Fuzail menganggap tindakan Harun sebagai bentuk kegagalan dalam memahami nasihatnya. Ia merasa Sang Khalifah justru sedang menariknya ke dalam jerat fitnah dunia yang baru saja ia peringatkan.
“Aku sedang menuntunmu ke gerbang keselamatan, namun engkau malah melemparku ke dalam lubang cobaan,” tegas Fuzail.
Ulama tersebut meminta Khalifah untuk mengembalikan harta tersebut kepada rakyat yang berhak, bukannya malah memberikannya kepada dirinya yang merasa tidak pantas menerimanya.
Tanpa ragu, Fuzail berdiri dan membuang kantong emas tersebut ke luar, menunjukkan betapa rendahnya nilai harta di mata seorang pencinta akhirat.
Kekaguman Sang Penguasa
Alih-alih murka, Harun ar-Rasyid justru terpaku melihat ketegasan tersebut. Ia berujar bahwa Fuzail adalah “raja” yang sebenarnya bagi umat manusia—seorang manusia merdeka yang menganggap dunia ini terlampau kecil untuk menggoyahkan prinsipnya.
Mengenal Sosok Fuzail bin Iyaz
Lahir di Khurasan dengan nama lengkap Abu Ali al-Fuzail bin Iyaz al-Talaqani, ia memiliki latar belakang yang unik. Masa mudanya dihabiskan sebagai seorang penyamun jalanan sebelum akhirnya mendapatkan hidayah dan bertaubat nasuha.

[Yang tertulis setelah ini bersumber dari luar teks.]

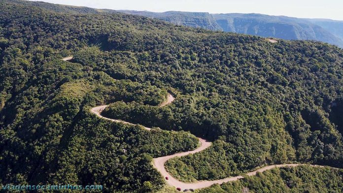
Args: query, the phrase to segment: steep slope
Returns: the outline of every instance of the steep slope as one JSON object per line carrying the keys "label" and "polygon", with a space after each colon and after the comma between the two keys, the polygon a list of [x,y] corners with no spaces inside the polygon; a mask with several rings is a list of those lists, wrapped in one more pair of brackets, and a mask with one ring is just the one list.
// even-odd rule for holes
{"label": "steep slope", "polygon": [[[193,28],[273,37],[284,39],[321,41],[343,48],[342,22],[309,20],[259,14],[210,14],[204,12],[167,11],[163,13],[94,9],[38,1],[10,0],[61,13],[113,13],[121,12],[154,18],[174,24]],[[324,22],[325,21],[325,22]]]}
{"label": "steep slope", "polygon": [[308,20],[343,39],[343,21],[322,19],[309,19]]}
{"label": "steep slope", "polygon": [[131,10],[118,10],[116,11],[159,19],[176,25],[181,25],[192,28],[202,28],[213,31],[221,31],[220,26],[217,24],[213,17],[208,13],[182,11],[167,11],[163,13],[157,13]]}
{"label": "steep slope", "polygon": [[224,32],[285,39],[319,40],[343,47],[343,39],[306,19],[258,14],[213,15]]}

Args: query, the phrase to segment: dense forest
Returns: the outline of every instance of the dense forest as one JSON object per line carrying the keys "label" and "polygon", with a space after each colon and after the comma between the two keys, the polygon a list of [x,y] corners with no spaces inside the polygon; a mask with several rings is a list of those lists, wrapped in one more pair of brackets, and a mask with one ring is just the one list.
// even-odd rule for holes
{"label": "dense forest", "polygon": [[213,185],[198,193],[342,193],[343,170],[308,166],[274,168],[236,182]]}
{"label": "dense forest", "polygon": [[[212,146],[166,163],[182,181],[343,166],[343,50],[17,2],[0,1],[0,184],[151,192],[164,184],[152,158],[195,149],[195,135]],[[167,92],[175,101],[158,108]],[[103,104],[106,117],[156,128],[90,112]]]}

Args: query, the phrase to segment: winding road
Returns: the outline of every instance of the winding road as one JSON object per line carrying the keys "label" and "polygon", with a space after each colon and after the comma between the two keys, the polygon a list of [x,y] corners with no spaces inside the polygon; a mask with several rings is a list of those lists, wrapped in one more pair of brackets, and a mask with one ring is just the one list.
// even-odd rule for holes
{"label": "winding road", "polygon": [[[63,59],[64,61],[68,61],[72,59],[72,57],[68,57],[66,58]],[[174,100],[175,98],[174,97],[173,97],[172,95],[168,94],[168,95],[167,96],[167,99],[166,101],[161,104],[160,104],[159,105],[159,107],[162,107],[164,106],[166,106],[167,105],[168,105],[169,104],[171,104]],[[126,121],[121,121],[121,120],[116,120],[116,119],[109,119],[106,117],[104,117],[103,116],[101,115],[101,112],[106,107],[107,107],[108,105],[101,105],[101,106],[96,106],[95,107],[93,107],[91,109],[91,111],[93,112],[93,113],[97,115],[98,117],[113,122],[116,122],[116,123],[121,123],[124,124],[128,124],[132,126],[136,125],[136,124],[134,124],[131,123],[129,123],[127,122]],[[146,127],[144,127],[144,128],[147,130],[150,130],[151,129],[151,128],[147,128]],[[189,154],[194,154],[197,152],[201,152],[209,147],[211,146],[212,144],[212,143],[210,142],[207,141],[205,139],[202,139],[201,138],[198,138],[199,142],[200,143],[200,146],[196,149],[194,150],[193,151],[190,151],[186,152],[181,152],[181,153],[179,153],[175,154],[173,154],[172,155],[170,156],[164,156],[162,157],[160,157],[160,158],[154,158],[153,159],[153,164],[154,167],[155,167],[158,171],[161,172],[162,174],[162,176],[164,177],[168,177],[169,179],[168,180],[166,180],[167,183],[168,185],[171,186],[173,186],[175,188],[180,188],[181,190],[184,190],[184,189],[201,189],[201,188],[206,188],[209,187],[211,186],[213,184],[221,184],[224,182],[230,182],[230,181],[236,181],[237,180],[239,180],[240,179],[243,178],[244,177],[240,175],[240,176],[235,176],[235,177],[230,177],[224,179],[222,179],[221,180],[214,180],[214,181],[199,181],[195,183],[186,183],[184,182],[182,182],[180,181],[179,180],[178,180],[177,179],[174,178],[173,177],[171,174],[168,173],[168,172],[166,170],[166,168],[164,166],[164,164],[165,163],[169,160],[175,158],[176,157],[181,157],[181,156],[187,156]],[[275,167],[294,167],[294,166],[297,166],[300,165],[305,165],[305,164],[296,164],[296,163],[293,163],[293,164],[279,164],[279,165],[269,165],[265,167],[263,167],[262,168],[261,168],[260,169],[258,169],[256,170],[252,171],[251,172],[248,173],[246,174],[248,176],[253,176],[254,175],[256,175],[256,173],[258,172],[262,172],[266,170],[270,170],[271,169],[275,168]],[[310,165],[311,166],[316,166],[316,167],[324,167],[323,166],[320,166],[320,165]],[[337,168],[336,168],[337,169]]]}

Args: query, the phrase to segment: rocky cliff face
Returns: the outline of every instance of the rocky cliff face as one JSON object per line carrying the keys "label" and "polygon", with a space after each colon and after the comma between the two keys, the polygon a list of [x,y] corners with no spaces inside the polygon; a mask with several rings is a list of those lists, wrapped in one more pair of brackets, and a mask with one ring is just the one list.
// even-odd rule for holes
{"label": "rocky cliff face", "polygon": [[213,31],[222,31],[213,16],[208,13],[167,11],[156,13],[148,11],[118,10],[118,12],[155,18],[174,24],[193,28],[201,28]]}
{"label": "rocky cliff face", "polygon": [[[258,14],[230,13],[213,16],[224,32],[285,39],[319,40],[343,47],[342,39],[306,19]],[[326,28],[335,28],[332,25]]]}

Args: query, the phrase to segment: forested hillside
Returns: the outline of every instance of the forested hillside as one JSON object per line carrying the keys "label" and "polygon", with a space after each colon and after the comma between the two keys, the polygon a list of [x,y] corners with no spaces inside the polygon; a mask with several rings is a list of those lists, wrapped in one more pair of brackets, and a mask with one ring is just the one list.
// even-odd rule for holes
{"label": "forested hillside", "polygon": [[307,166],[274,168],[221,186],[214,185],[199,193],[342,193],[343,170]]}
{"label": "forested hillside", "polygon": [[[0,1],[0,184],[151,192],[164,183],[151,158],[194,149],[194,135],[213,144],[167,163],[183,181],[343,166],[342,49],[16,2]],[[90,113],[107,103],[108,117],[164,130]]]}
{"label": "forested hillside", "polygon": [[116,10],[61,5],[41,1],[9,0],[59,12],[91,14],[121,12],[157,18],[174,24],[193,28],[288,40],[321,41],[343,48],[343,22],[340,21],[302,19],[255,13],[209,14],[184,11],[159,13]]}

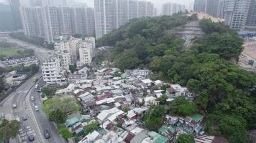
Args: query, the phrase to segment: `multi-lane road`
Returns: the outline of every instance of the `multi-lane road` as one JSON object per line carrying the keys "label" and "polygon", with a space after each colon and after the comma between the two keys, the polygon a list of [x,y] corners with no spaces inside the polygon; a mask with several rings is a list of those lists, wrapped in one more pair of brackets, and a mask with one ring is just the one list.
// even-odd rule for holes
{"label": "multi-lane road", "polygon": [[[33,49],[35,56],[43,61],[50,57],[52,51],[35,45],[21,41],[12,38],[6,38],[7,41],[17,43],[19,46]],[[35,82],[34,79],[37,77],[38,81]],[[40,72],[26,81],[15,92],[12,93],[7,98],[0,102],[0,112],[3,112],[7,118],[19,118],[21,122],[21,134],[17,137],[17,142],[28,142],[28,135],[33,134],[35,141],[38,143],[63,143],[63,139],[58,134],[53,123],[50,122],[45,114],[42,110],[42,99],[40,93],[37,92],[35,86],[38,84],[38,87],[42,87],[44,82],[42,79]],[[35,100],[31,100],[31,97],[34,97]],[[17,104],[17,107],[12,108],[12,104]],[[35,106],[39,107],[39,111],[35,111]],[[27,119],[22,120],[22,117],[27,117]],[[44,132],[48,130],[51,137],[45,139]]]}

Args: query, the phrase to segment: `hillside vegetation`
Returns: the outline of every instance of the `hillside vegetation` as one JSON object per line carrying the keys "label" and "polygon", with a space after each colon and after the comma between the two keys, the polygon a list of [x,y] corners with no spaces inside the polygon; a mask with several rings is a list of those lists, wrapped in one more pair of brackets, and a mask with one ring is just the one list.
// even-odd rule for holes
{"label": "hillside vegetation", "polygon": [[193,19],[179,14],[135,19],[97,41],[115,46],[99,59],[123,69],[147,67],[153,79],[188,87],[197,94],[196,112],[205,116],[207,132],[248,142],[246,131],[256,129],[256,76],[229,61],[242,52],[243,40],[225,24],[204,19],[200,27],[206,34],[181,51],[183,40],[165,31]]}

Setelah bertaubat, ia mendedikasikan hidupnya untuk menuntut ilmu di Kufah dan Makkah hingga diakui sebagai ahli hadis yang disegani. Ia wafat pada tahun 187 H (803 M) dengan meninggalkan warisan keteladanan tentang keberanian menyuarakan kebenaran di hadapan kekuasaan.